Moos-Letter August, 2018

Moos-Letter August, 2018

Cheese Making Recipe of the Month

Alpine Washed Rind Cheese

This hybrid cheese borrows on the processes from several other types of cheese - the Swiss, the Dutch, and the Scandinavians. It is a great cheese in it's own light and this recipe provides detailed information on the many steps of the cheese making process.

This information may help improve other types of cheese you make. We think you are going to love this one as much as we do.

Cheese Making Questions & Answers

I am just getting started making cheese and have a question regarding the method of heating the milk.

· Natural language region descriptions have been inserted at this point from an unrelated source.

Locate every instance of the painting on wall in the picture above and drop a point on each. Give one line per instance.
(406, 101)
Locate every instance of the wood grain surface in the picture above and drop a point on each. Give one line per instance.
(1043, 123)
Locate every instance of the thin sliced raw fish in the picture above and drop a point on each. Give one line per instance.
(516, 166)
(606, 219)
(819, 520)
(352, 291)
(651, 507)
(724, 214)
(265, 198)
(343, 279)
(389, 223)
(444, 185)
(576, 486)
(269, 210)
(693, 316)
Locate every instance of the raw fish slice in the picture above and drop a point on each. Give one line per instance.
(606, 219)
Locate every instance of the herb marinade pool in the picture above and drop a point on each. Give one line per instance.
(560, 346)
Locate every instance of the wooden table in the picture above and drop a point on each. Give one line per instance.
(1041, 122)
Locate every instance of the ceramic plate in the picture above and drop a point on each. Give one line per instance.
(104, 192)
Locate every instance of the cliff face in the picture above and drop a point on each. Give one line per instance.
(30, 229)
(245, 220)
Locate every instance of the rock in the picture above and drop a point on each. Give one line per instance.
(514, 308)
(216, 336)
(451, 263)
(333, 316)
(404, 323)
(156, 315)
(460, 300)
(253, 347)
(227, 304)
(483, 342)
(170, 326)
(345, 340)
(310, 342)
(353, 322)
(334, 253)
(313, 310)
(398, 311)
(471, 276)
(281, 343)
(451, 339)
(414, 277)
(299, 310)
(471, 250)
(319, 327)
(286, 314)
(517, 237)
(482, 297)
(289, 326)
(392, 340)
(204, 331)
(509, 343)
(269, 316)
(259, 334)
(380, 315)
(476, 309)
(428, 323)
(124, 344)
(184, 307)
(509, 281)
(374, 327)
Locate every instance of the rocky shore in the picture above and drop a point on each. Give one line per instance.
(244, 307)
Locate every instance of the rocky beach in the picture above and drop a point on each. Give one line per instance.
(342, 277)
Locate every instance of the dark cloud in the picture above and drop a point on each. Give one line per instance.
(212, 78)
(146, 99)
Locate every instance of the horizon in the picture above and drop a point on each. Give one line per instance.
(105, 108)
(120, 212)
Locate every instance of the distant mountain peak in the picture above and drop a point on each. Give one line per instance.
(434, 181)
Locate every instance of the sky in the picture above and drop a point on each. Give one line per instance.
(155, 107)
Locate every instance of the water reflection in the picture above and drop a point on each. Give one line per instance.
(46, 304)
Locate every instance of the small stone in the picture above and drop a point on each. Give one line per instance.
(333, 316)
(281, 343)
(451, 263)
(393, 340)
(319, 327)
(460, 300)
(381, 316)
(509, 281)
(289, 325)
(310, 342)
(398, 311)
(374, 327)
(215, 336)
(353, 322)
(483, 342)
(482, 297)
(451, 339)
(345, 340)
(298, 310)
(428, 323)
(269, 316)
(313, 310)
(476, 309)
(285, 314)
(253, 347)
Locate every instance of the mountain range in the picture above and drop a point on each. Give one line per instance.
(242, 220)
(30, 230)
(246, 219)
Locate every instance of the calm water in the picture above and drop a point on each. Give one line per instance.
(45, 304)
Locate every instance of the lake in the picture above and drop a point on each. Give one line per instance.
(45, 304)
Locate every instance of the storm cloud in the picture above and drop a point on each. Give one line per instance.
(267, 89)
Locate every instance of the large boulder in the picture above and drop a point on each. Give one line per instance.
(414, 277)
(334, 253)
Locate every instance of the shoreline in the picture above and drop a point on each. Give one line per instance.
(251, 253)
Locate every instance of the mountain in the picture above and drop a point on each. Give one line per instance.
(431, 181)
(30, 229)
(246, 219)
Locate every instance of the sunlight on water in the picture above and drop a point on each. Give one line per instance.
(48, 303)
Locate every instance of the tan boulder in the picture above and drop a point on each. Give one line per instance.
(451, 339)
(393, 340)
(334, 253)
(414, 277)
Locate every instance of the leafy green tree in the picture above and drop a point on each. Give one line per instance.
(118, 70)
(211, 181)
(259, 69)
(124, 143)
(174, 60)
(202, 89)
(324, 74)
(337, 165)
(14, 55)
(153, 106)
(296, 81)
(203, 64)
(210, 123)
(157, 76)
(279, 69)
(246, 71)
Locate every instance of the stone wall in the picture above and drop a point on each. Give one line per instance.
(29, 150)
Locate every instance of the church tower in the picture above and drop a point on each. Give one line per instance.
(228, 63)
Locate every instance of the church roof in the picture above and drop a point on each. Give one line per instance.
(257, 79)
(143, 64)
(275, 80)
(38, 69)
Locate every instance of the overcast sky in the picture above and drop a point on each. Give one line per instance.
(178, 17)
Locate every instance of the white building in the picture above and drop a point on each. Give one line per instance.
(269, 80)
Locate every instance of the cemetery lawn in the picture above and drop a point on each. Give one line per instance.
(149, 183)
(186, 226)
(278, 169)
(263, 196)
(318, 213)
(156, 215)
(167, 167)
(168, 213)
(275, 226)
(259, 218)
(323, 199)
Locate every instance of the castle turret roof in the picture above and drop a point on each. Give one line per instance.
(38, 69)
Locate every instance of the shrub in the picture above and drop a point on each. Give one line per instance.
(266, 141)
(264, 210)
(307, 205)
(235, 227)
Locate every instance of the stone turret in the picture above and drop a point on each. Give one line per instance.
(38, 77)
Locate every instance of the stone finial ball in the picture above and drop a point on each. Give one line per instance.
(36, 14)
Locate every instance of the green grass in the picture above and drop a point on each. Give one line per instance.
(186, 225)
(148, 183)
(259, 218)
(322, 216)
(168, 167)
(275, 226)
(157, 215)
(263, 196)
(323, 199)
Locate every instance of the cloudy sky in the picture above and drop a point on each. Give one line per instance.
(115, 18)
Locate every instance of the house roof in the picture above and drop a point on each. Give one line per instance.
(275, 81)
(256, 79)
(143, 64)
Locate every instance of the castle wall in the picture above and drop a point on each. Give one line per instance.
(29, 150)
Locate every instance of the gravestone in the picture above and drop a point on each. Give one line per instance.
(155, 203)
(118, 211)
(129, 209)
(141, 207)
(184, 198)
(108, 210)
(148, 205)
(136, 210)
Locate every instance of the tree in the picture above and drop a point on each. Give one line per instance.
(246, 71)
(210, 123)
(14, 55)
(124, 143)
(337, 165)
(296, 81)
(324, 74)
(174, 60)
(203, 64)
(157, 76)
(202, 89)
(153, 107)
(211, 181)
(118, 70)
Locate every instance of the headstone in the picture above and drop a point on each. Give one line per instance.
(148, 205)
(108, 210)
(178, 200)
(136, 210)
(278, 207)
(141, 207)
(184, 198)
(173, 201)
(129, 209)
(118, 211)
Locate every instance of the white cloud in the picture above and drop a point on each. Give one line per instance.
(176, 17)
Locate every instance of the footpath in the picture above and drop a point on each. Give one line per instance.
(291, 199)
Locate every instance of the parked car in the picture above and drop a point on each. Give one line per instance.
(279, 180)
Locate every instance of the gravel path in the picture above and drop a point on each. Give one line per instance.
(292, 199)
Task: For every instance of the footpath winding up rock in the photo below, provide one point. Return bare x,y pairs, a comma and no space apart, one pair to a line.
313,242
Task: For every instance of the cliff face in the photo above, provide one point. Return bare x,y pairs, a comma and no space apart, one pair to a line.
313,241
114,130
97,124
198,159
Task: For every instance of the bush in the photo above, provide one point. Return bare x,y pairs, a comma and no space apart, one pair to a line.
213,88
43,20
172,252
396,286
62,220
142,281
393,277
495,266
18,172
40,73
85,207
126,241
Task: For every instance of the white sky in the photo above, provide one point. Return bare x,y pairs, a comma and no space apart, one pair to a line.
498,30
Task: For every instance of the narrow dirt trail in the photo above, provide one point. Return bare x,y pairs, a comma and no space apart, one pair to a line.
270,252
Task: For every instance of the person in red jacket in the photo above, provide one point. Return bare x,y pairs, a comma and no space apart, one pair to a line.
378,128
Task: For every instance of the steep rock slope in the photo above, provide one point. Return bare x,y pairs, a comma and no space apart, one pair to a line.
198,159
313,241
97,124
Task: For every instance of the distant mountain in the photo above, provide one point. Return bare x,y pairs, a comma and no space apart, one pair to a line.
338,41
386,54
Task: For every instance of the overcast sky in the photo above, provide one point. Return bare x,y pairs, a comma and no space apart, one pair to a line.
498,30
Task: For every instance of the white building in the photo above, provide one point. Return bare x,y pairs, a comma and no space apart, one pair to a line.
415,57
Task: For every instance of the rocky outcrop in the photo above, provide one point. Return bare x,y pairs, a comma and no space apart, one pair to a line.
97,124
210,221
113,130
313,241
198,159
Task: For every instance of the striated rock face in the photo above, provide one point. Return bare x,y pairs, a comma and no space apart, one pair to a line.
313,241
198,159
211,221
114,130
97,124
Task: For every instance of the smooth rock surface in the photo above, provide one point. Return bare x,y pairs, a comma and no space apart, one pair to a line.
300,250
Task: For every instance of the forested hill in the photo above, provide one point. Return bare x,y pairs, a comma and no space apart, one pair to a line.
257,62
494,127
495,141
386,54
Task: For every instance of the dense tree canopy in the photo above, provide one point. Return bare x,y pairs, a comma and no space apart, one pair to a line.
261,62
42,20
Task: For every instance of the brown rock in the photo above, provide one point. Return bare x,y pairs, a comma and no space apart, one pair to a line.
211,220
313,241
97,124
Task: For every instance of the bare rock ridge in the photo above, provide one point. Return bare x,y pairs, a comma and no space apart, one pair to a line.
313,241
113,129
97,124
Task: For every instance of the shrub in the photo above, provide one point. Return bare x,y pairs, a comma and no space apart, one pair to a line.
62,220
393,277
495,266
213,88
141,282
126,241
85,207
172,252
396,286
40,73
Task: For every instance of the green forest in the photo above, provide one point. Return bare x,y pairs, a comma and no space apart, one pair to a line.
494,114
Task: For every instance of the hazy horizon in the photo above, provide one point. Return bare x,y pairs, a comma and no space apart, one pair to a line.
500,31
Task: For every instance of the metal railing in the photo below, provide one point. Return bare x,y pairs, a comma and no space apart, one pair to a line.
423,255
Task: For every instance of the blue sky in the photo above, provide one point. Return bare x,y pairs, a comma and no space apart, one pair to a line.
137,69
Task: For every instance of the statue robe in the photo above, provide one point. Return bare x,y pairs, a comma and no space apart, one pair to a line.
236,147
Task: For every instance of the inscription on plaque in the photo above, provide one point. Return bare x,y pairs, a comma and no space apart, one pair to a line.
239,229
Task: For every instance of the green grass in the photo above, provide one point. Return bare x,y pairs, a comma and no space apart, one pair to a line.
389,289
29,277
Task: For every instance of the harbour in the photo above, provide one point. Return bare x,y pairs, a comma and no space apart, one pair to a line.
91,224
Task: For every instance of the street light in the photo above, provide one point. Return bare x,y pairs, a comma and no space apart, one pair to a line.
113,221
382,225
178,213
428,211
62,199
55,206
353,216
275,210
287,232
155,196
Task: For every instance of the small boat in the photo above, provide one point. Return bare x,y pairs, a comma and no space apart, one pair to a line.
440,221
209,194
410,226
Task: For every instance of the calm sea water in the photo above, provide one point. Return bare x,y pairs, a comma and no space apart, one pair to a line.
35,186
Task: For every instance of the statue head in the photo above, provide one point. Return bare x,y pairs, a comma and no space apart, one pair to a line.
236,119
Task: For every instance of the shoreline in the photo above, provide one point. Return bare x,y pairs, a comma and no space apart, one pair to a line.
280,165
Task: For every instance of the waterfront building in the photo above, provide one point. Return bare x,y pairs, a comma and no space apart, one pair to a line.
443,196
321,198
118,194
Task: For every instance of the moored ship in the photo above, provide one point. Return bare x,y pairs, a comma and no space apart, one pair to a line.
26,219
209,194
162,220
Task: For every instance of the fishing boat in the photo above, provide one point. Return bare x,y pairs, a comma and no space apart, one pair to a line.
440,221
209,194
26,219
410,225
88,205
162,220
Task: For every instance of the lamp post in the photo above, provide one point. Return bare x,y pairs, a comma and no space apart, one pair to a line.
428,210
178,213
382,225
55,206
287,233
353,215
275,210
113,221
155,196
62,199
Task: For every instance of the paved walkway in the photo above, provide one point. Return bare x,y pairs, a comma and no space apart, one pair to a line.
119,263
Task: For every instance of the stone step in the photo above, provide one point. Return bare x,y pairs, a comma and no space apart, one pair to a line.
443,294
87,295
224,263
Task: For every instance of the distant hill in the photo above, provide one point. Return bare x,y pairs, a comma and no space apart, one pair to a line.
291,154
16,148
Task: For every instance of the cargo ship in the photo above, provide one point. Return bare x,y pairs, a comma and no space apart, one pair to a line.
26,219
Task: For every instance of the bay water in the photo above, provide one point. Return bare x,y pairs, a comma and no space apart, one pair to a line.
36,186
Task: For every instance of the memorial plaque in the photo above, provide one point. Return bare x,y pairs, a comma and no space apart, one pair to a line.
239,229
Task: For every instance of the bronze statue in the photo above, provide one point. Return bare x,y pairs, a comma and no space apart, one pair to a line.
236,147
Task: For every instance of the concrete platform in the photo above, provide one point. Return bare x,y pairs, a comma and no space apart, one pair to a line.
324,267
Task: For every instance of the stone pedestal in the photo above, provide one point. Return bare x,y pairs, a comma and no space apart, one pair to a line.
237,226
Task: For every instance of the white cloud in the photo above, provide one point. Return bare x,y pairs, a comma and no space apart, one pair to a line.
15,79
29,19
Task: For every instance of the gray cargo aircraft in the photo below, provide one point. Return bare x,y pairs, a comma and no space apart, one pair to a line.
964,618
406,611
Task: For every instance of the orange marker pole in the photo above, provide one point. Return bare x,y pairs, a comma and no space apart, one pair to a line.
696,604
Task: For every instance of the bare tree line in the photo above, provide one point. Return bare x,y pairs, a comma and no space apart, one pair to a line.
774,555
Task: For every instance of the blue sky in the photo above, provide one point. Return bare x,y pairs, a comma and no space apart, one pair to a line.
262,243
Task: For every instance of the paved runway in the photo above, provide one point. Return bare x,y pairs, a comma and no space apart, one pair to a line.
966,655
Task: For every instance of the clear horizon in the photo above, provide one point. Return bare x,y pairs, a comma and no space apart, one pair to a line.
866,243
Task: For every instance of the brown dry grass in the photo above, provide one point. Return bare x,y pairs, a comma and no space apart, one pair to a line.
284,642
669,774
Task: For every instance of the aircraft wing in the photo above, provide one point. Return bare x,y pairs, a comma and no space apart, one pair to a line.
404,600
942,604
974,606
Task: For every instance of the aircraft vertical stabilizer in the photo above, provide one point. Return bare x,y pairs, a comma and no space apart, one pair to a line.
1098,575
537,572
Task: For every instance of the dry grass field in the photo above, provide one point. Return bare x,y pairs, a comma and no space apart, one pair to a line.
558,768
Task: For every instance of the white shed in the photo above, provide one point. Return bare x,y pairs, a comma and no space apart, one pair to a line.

Q. In the past, I have made mozzarella and a "hard cheese" using direct heat applied to the pot. I have been able to control the temperature very well using this method, however most instructions specify using a water bath or a double boiler. Is that necessary or is it okay to use direct heat?

A. A water bath is best because it is gentle on the milk and requires minimal stirring.You can use direct heat but only if you are willing to stand and stir the entire time.

I'm making sour cream. If I want the highest fat content, should I use only heavy cream or should I mix it with whole milk?

Q. If so, what are the cream and milk volumes?

A. if you use a full dose of heavy cream, you will likely be making something akin to creme fraiche - sort of like whipped cream but without all the fluffy air in it and with more flavor.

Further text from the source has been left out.